3F・METoA3:カイタイノセカイ インタビュー/クリエイティブラボ LENS

「カイタイノセカイ」の裏側を覗いてみよう!

LENSは、インタラクションアーティストの岡田憲一氏と、空間デザイナー冷水久仁江氏によって結成されたクリエイティブラボ。「手触り感」や「楽しさ」といった感覚を、さまざまな手法で表現しています。今回は、家電リサイクルというテーマで制作したアニメーション作品「カイタイノセカイ」の創作エピソードについてお聞きしました。

LENS

インタラクションアーティスト岡田憲一と空間デザイナー冷水久仁江により2014年に結成。数値化することが難しい「手触り感」や「楽しさ」などの感覚を、インタラクティブな装置、空間、映像など、さまざまなメディアを通して表現し研究するクリエイティブラボ。

LENS

リサイクルについて興味を持つ「入口」になればいいですね。

今回の作品「カイタイノセカイ」の特徴はどこですか?

一番の特徴は、手元のパネルで操作しながら、アニメーションを見る仕掛けがあるところですね。

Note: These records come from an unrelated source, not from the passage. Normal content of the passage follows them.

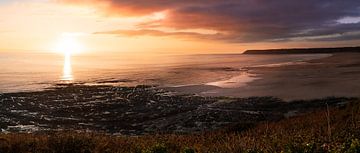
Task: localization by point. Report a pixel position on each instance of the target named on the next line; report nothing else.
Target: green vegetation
(314, 132)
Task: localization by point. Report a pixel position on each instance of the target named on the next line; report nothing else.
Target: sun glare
(68, 45)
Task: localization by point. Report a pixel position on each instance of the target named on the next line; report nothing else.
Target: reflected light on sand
(67, 71)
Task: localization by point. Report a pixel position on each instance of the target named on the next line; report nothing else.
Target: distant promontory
(304, 50)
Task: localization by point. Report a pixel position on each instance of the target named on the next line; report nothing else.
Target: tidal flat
(141, 110)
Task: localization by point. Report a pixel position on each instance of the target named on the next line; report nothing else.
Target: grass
(307, 133)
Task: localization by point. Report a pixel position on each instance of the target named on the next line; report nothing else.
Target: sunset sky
(177, 26)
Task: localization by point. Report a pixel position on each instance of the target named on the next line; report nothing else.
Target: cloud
(242, 20)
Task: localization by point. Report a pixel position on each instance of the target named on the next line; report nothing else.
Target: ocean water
(29, 71)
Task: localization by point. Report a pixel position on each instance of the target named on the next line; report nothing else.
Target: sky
(181, 27)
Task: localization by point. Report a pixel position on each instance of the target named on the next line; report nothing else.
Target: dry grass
(307, 133)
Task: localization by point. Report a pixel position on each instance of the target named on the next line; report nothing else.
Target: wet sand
(337, 75)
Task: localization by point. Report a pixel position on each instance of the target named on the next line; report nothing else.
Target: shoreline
(140, 110)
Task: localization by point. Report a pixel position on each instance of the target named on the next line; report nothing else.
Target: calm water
(36, 71)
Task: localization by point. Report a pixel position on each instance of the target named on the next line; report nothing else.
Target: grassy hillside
(314, 132)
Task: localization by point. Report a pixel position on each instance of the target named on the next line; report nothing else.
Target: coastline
(261, 80)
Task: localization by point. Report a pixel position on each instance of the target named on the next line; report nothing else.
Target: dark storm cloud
(247, 20)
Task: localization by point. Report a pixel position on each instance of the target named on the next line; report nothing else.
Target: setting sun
(68, 45)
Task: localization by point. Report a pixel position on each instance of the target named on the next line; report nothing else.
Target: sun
(68, 45)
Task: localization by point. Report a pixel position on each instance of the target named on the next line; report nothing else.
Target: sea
(34, 71)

見せるというより遊ぶもの。お客様が参加しながら楽しめるところがポイントですね。まずは、難しいことを考えずに、気軽にふれて楽しんでいただければと思います。

リサイクルというテーマは、難しかったですか?

そうですね、もともと深く考えたことがないテーマだったので難しかったです。でも今回のオファーをきっかけに、三菱電機のリサイクル工場を見学できたことで、いろいろな気づきや創作のヒントが見つかりました。

工場見学で感じたことや、発見したことなどを教えてください。

まずは、思いのほかクリーンな環境で、漠然と持っていたイメージと違って新鮮でした。更に驚いたのは、人の手作業で解体する工程があるところ。手間暇かけて丁寧に、細かく細かく製品が分解されている様子は、創作のヒントになりました。そしてリサイクル工場って、ごみを処理する場所ではなくて、新しい製品をつくる素材を生み出している場所なんだと分かりました。家電製品にとってある意味ハッピーな場所なのかなって(笑)。そんな妄想をふくらませていくと、何か楽しい表現にたどり着きそう!と思いました。

表現上のこだわりを教えてください。

リサイクルに興味のない人でも楽しめるように仕掛けや表現を工夫して、マジメに堅くならないよう意識しました。家電に風船をつけて飛ばしたり、小人がパーツを運んだり。実際の工程をなぞる表現ではなく、ファンタジーな世界観で表現することにはこだわりました。

どんなふうに楽しんでもらいたいですか?

まずは楽しいアニメーションを見るところから始まって、操作しながら遊ぶ。操作しないと見ることができないアニメーションも散りばめているので、そういった遊びの要素を、積極的に見つけながら楽しんでもらいたいです。お子様連れでも楽しめるように、子どもの好奇心をくすぐることができるといいですね。この体験を通じて、結果的にこの作品が、リサイクルについて興味を持つ「入口」になればと。

METoA Ginzaには、いい意味で偶然の出会いがある。

この作品に限らず、創作の際に大切にしていることがあれば教えてください。

意識しているのは、どの作品でも視点をすこし変えることですね。真横でしか見ていなかったものを真上から見るとか。昔からある仕掛けや遊びと最新のテクノロジーをミックスさせて新しい装置をつくるとか。あとはインタラクティブであること。つまり、私たちの世界観だけで完結するのではなく、参加してもらうことで初めて完成するような作品にすることを常に意識しています。

METoA Ginzaで作品を発表する魅力について教えてください。

展覧会や美術館といった場所だと当然ですが、アートや作品に興味がある人が集まりますよね。ところが、METoA Ginzaの場合は、いい意味で偶然の出会いがあると思います。1階がカフェですし、商業施設に隣接しているので。買い物ついでに何気なく立ち寄ってくださる人にアプローチできるのは作り手としても新鮮ですね。

今後、チャレンジしたいモノづくりについてお聞かせください。

今回のようにお題をいただいて創作するものと並行させて、私たちの原点回帰じゃないですけど、またもう一度、自分たち発信で作品をつくりたいと思っています。クライアントワークとライフワーク、2つを循環させながら、手を動かしてスキルを磨いて、ノウハウを蓄えていければいいですね。